Die Neuen deutschen Medienmacher*innen empfehlen:
- Social-Media-Posts als eigenständige journalistische Beiträge behandeln: Posts werden schnell rezipiert, oft ohne den zugrundeliegenden Beitrag zu lesen. Deshalb sollten auch Social-Media-Posts journalistischen Qualitätsstandards entsprechen.
- Reichweite nicht zum alleinigen Erfolgsmaßstab machen: Neben quantitativen Kennwerten wie Reichweite, Likes und Shares müssen auch die Qualität der Diskussion und der Beitrag zur informierten Meinungsbildung Erfolgsmaßstab sein.
- Das Agenda-Setting rechtsextremer Akteur*innen nicht übernehmen: Programme der Parteien gilt es, ausgewogen und kritisch zu thematisieren. Auch demokratische Akteur*innen in Ostdeutschland brauchen Sichtbarkeit. Aussagen von Politiker*innen erfordern dabei immer journalistische Einordnung; Zitat-Kacheln reichen nicht. Statt antidemokratische Narrative isoliert aufzugreifen, kann Journalismus z.B. deren Auswirkungen auf den Diskurs aufzeigen.
- Konkrete Folgen antidemokratischer Positionen sichtbar machen: Berichterstattung sollte zeigen, welche Auswirkungen politische Forderungen auf das alltägliche Leben, persönliche Freiheiten und gesellschaftliche Teilhabe haben. Dabei müssen auch die Perspektiven derer deutlich werden, die von (rechtsextremer) Ausgrenzungspolitik betroffen sind
- Komplexe Probleme nicht auf Menschen mit Einwanderungsgeschichte auslagern: Auch kurze Social-Media-Formate dürfen komplexe gesellschaftliche Probleme wie Kriminalität oder soziale Ungleichheit nicht in einer Weise zuspitzen, die falsche Zusammenhänge nahelegt. Stattdessen müssen wissenschaftlich fundierte Erklärungen und strukturelle Ursachen sichtbar bleiben.

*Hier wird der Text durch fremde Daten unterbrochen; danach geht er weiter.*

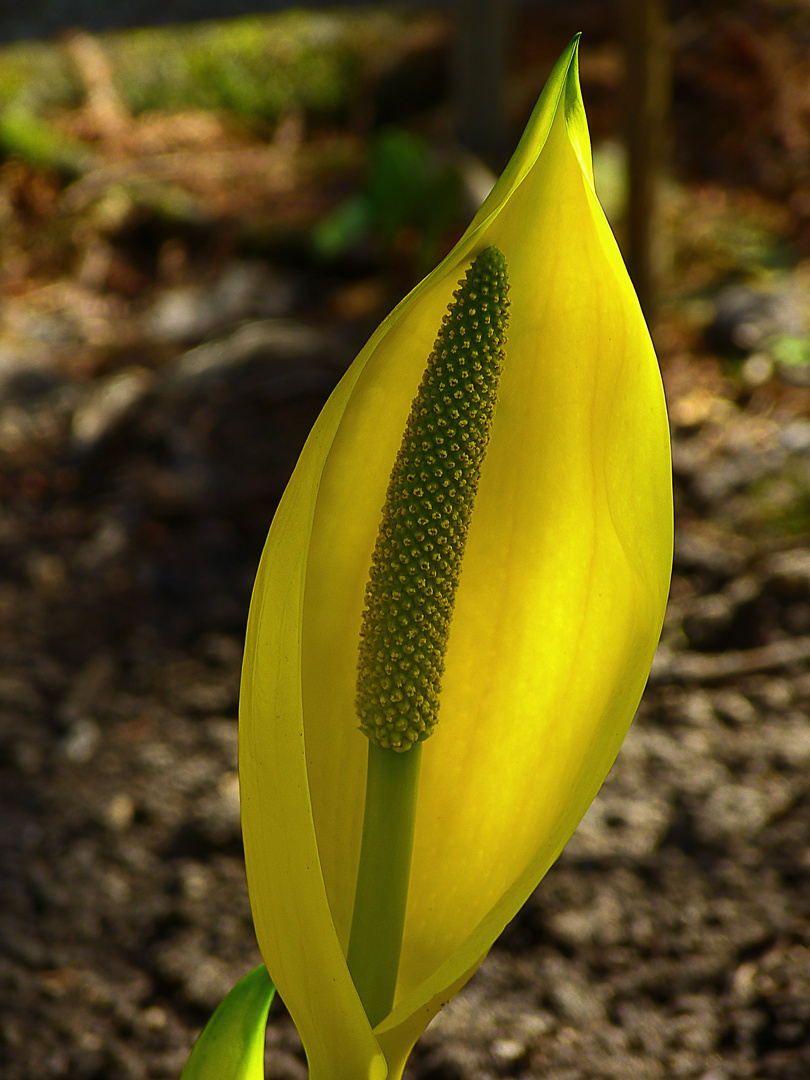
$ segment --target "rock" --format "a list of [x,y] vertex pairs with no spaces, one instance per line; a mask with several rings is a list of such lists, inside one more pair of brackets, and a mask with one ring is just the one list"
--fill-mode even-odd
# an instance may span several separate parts
[[771,332],[771,299],[749,285],[724,286],[715,297],[715,315],[706,329],[706,342],[721,356],[750,353]]
[[734,619],[734,605],[722,593],[701,596],[684,615],[683,628],[693,649],[719,645]]
[[737,690],[717,690],[712,694],[711,701],[717,715],[734,724],[744,726],[759,719],[759,713],[750,699]]
[[161,344],[202,341],[244,319],[286,315],[293,288],[266,263],[230,262],[211,285],[167,289],[144,316],[146,337]]
[[790,803],[788,784],[776,776],[767,784],[722,784],[709,793],[701,808],[698,833],[708,843],[745,841]]
[[95,721],[83,717],[70,725],[62,740],[62,753],[74,765],[86,765],[101,741],[101,731]]
[[331,390],[341,357],[346,358],[345,348],[320,330],[264,319],[185,353],[166,370],[160,389],[163,394],[199,391],[212,379],[235,377],[238,369],[261,364],[265,388],[277,400],[289,400]]
[[810,451],[810,420],[799,416],[789,421],[780,430],[779,441],[791,454]]
[[779,551],[766,561],[764,570],[783,594],[804,596],[810,593],[810,550]]
[[88,660],[59,705],[60,723],[70,726],[92,717],[109,694],[114,677],[115,660],[110,653],[98,653]]
[[708,570],[731,577],[744,566],[753,548],[741,536],[679,529],[675,534],[675,566],[679,570]]
[[89,454],[105,442],[133,414],[151,385],[152,374],[144,368],[130,368],[91,383],[73,413],[74,451]]
[[[762,355],[778,363],[788,378],[799,373],[805,385],[810,303],[807,272],[799,268],[751,284],[723,286],[715,297],[715,314],[706,329],[710,348],[721,356]],[[795,381],[795,379],[791,379]]]
[[104,807],[104,824],[113,832],[124,832],[135,818],[135,802],[126,791],[113,795]]
[[693,478],[695,492],[705,503],[716,506],[734,492],[748,487],[785,464],[787,451],[782,446],[740,450],[716,459]]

- Desinformation nicht verstärken: Falschinformationen müssen faktenbasiert widerlegt werden, ohne die falsche Aussage unnötig prominent zu zeigen. Das „Wahrheitssandwich“ kann dabei helfen; politische Äußerungen sollten zudem nicht als gleichwertige Position zu wissenschaftlichen Erkenntnissen dargestellt werden (False Balance).

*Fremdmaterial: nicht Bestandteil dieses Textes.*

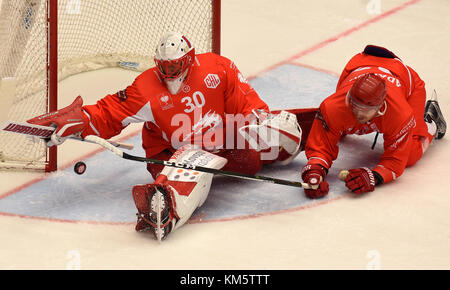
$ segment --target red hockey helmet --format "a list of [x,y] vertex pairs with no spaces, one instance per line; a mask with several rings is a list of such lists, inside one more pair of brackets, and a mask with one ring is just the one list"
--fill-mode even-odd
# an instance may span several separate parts
[[353,108],[370,110],[384,104],[386,93],[385,81],[374,73],[368,73],[356,80],[347,95]]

- Auf diskriminierungssensible Sprache und Bilder achten: Diskriminierende Begriffe und Bilder sollten vermieden werden. Statt Menschen mit Einwanderungsgeschichte als „die Anderen“ zu markieren, müssen auch Gemeinsamkeiten sichtbar werden. Glossar und Checklisten der Neuen deutschen Medienmacher*innen helfen, Stereotype zu vermeiden.

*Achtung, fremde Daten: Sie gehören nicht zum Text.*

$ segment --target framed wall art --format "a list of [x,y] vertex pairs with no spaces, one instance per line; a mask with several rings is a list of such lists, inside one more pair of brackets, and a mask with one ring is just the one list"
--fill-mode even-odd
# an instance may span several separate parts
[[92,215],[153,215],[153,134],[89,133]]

- Kommentarspalten als Teil des journalistischen Angebots moderieren: Mit der Veröffentlichung eines Posts endet journalistische Verantwortung nicht: Menschenfeindliche Kommentare müssen konsequent moderiert werden – dafür brauchen Community-Redakteur*innen klare Regeln, ausreichend Ressourcen und aktuelles Wissen über rechtsextreme Codes.